Gary Matthews, whose EM Properties is developing the project, requested the change at the end of April. The issue has since been repeatedly put off by the City Council as city staff continued to research the implications of the switch.
Matthews says he wanted to make a change at the helm after some problems arose with Marriott. He says while Marriott was selling rooms at the Pere Marquette, the company wasn't getting the job done when it came to attracting convention business. He also felt that Marriott was not being transparent with him in its every day dealings, among other things.
"I was very disappointed in some of the results of management in of itself," Matthews said. "I'm used to being a little more hands-on in my other hotels, and I didn't feel it in this one."
That being said, Matthews repeatedly told council members that Marriott wasn't a bad company. He suggested some of the issues simply revolved around Marriot's lack of personal investment in the area. On the other hand, FHG, an Illinois-based company, might take more interest in making the historic hotel a success for the community.
"I wanted inside management, I wanted inside marketing, and I want them to work with the Civic Center. And that's what these people have a record of doing," Matthews said.
City manager Patrick Urich says the new agreement is basically a fresh start for the city, which has around $36 million invested in the hotel project. It has conditions that bolster, and clarify, certain financial protections for the city.
"Like making sure that we get our [monthly] financial reports, certified by the owner of the hotel, and that we get management reports from the new manager and operator of the hotel," Urich said.
One thing the agreement does not do is form a city-led, three person advisory panel to oversee the operation of the hotels. That idea was proposed by Councilman Chuck Weaver last month after news broke that the project's developer was facing financial trouble for some Tazewell County properties.

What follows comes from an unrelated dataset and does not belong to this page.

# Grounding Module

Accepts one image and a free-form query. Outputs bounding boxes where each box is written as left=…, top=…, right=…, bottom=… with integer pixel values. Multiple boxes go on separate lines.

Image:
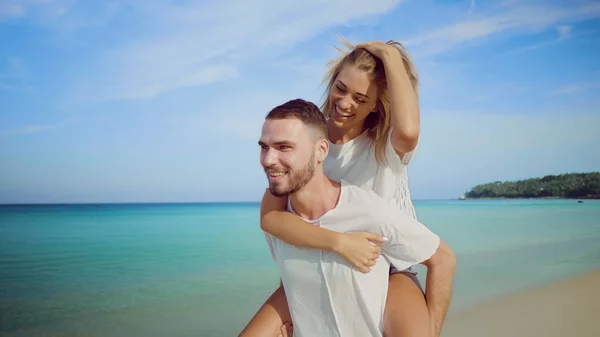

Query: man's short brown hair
left=265, top=98, right=327, bottom=140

Urich says the idea was dropped because, if the city is too involved, it could become liable if the project goes awry. Furthermore, there's a practical matter behind not getting too deep into the management of the hotels.
"It was never envisioned that the city would be in the hotel business, and it's not our intent to be in the hotel business today," Urich said.
Councilman Weaver wound up voting "no" on the switch not because the agreement failed to include his proposal, but because it didn't even put the idea on the table.
"I was hoping we could've somehow negotiated something if, in the future, we have difficulties with the management change," Weaver said.
Weaver did not bring the matter up during the discussion, saying some conversations he had with other city officials "behind the scenes" showed little support for it. Jim Montelongo was the only other member of the council to vote "no."
The management switch, of which Marriott itself is very supportive, will be effective 11:59 p.m. July 17. The Courtyard is expected to open for business not long after that date.